A thriller driven drastically by two leading women.

Mon Ange,

a 4-episode miniseries broadcast this Thursday at 9:05 p.m. on TF1, tells the story of Suzanne Brunet (Muriel Robin), a home nurse, to find her daughter, Julie, who disappeared several years ago.

A void that she fills with alcohol ... Until the day Suzanne comes across a press clipping in which she thinks she recognizes Julie.

She gives up everything to go to the small village mentioned in the article.

Its arrival arouses the suspicion of the inhabitants.

Especially since, shortly after her arrival, a teenager disappears.

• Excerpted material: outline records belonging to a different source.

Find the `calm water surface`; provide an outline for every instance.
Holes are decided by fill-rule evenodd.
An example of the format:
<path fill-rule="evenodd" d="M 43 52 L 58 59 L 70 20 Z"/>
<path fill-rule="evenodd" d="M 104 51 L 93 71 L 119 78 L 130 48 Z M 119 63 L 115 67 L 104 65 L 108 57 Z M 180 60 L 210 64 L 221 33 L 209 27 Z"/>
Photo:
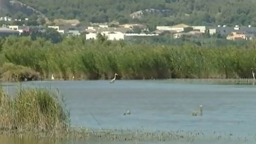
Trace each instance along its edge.
<path fill-rule="evenodd" d="M 18 87 L 6 84 L 9 93 Z M 172 80 L 116 81 L 113 84 L 108 81 L 39 81 L 22 85 L 58 88 L 71 110 L 72 127 L 196 130 L 205 135 L 217 132 L 241 137 L 256 134 L 256 85 Z M 199 105 L 203 105 L 203 116 L 191 116 Z M 124 116 L 127 110 L 132 114 Z"/>

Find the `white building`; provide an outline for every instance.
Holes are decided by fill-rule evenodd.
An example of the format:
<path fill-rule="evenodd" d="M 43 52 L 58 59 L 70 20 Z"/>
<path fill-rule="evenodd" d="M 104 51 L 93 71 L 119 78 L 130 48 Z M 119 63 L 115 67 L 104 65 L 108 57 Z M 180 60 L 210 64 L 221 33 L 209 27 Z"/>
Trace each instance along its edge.
<path fill-rule="evenodd" d="M 178 24 L 174 26 L 156 26 L 156 30 L 162 31 L 175 31 L 177 33 L 180 33 L 184 30 L 186 27 L 190 26 L 184 24 Z"/>
<path fill-rule="evenodd" d="M 123 33 L 118 31 L 110 32 L 103 31 L 100 33 L 101 35 L 107 37 L 108 40 L 120 40 L 124 39 L 124 35 Z M 90 33 L 86 34 L 86 39 L 97 39 L 97 33 Z"/>
<path fill-rule="evenodd" d="M 96 40 L 97 39 L 97 33 L 91 33 L 86 34 L 86 39 L 87 40 Z"/>
<path fill-rule="evenodd" d="M 191 27 L 194 29 L 194 30 L 198 30 L 203 33 L 205 33 L 206 31 L 206 26 L 192 26 Z"/>
<path fill-rule="evenodd" d="M 124 39 L 124 35 L 121 32 L 104 31 L 101 33 L 101 34 L 107 37 L 107 40 L 120 40 Z"/>
<path fill-rule="evenodd" d="M 48 28 L 54 28 L 54 29 L 56 30 L 57 32 L 59 32 L 61 34 L 65 33 L 65 30 L 60 30 L 60 26 L 53 26 L 53 25 L 52 26 L 48 26 Z"/>
<path fill-rule="evenodd" d="M 216 33 L 216 28 L 209 28 L 209 33 L 210 35 L 213 35 Z"/>
<path fill-rule="evenodd" d="M 18 31 L 20 33 L 24 33 L 25 31 L 29 31 L 29 28 L 25 26 L 19 25 L 8 25 L 8 28 L 12 30 Z"/>

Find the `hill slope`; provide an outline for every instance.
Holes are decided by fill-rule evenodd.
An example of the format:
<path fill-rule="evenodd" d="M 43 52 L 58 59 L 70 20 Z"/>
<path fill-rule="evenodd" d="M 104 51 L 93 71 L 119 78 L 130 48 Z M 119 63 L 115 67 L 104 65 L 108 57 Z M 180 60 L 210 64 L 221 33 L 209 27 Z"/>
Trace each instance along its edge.
<path fill-rule="evenodd" d="M 52 18 L 77 18 L 82 21 L 152 25 L 256 25 L 254 0 L 19 0 Z M 148 11 L 146 9 L 167 11 Z M 143 11 L 142 17 L 130 15 Z M 164 11 L 165 12 L 162 12 Z"/>

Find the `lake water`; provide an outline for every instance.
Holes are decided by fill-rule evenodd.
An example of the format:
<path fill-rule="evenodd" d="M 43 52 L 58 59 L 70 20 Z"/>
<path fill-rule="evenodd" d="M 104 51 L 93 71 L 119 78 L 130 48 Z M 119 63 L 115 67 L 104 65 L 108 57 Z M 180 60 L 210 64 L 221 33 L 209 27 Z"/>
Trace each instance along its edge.
<path fill-rule="evenodd" d="M 18 87 L 6 84 L 4 88 L 9 93 Z M 112 84 L 108 81 L 37 81 L 22 85 L 58 88 L 71 110 L 72 127 L 196 131 L 235 137 L 219 143 L 255 142 L 256 85 L 174 80 L 116 81 Z M 191 111 L 200 105 L 203 116 L 192 116 Z M 128 110 L 132 114 L 124 116 Z M 239 137 L 245 140 L 236 140 Z"/>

Only Gabrielle Varan (Marilou Berry) seems determined to shed light on these disappearances.

At the La Rochelle TV Fiction Festival, where

Mon Ange

was awarded best 52-minute series, Muriel Robin evokes her role of mother courage, in which she is absolutely overwhelming.

What made you want to play Suzanne Brunet in “Mon Ange”?

The loneliness of this woman, her determination, the fact that she disturbs her, her courage ... Since I was a child, the courage of women overwhelms me. I don't know how they manage to carry an 18 kg child on one side, the stroller on the other, and at the same time, be pretty, intelligent, work and think about filling the fridge. And to fight, even if it is for things less serious than in My Angel. Suzanne fights alone. Her daughter is missing, her husband is gone, she has become an alcoholic. The people in her neighborhood must be thinking, here's the crazy woman who still thinks her daughter is alive. My Angel comes to lift the veil on village secrets, family secrets and the unspoken. A village where things are frozen and where no one wants things to happen. Suzanne is going to shake it all up. She disturbs, and I love people who disturb!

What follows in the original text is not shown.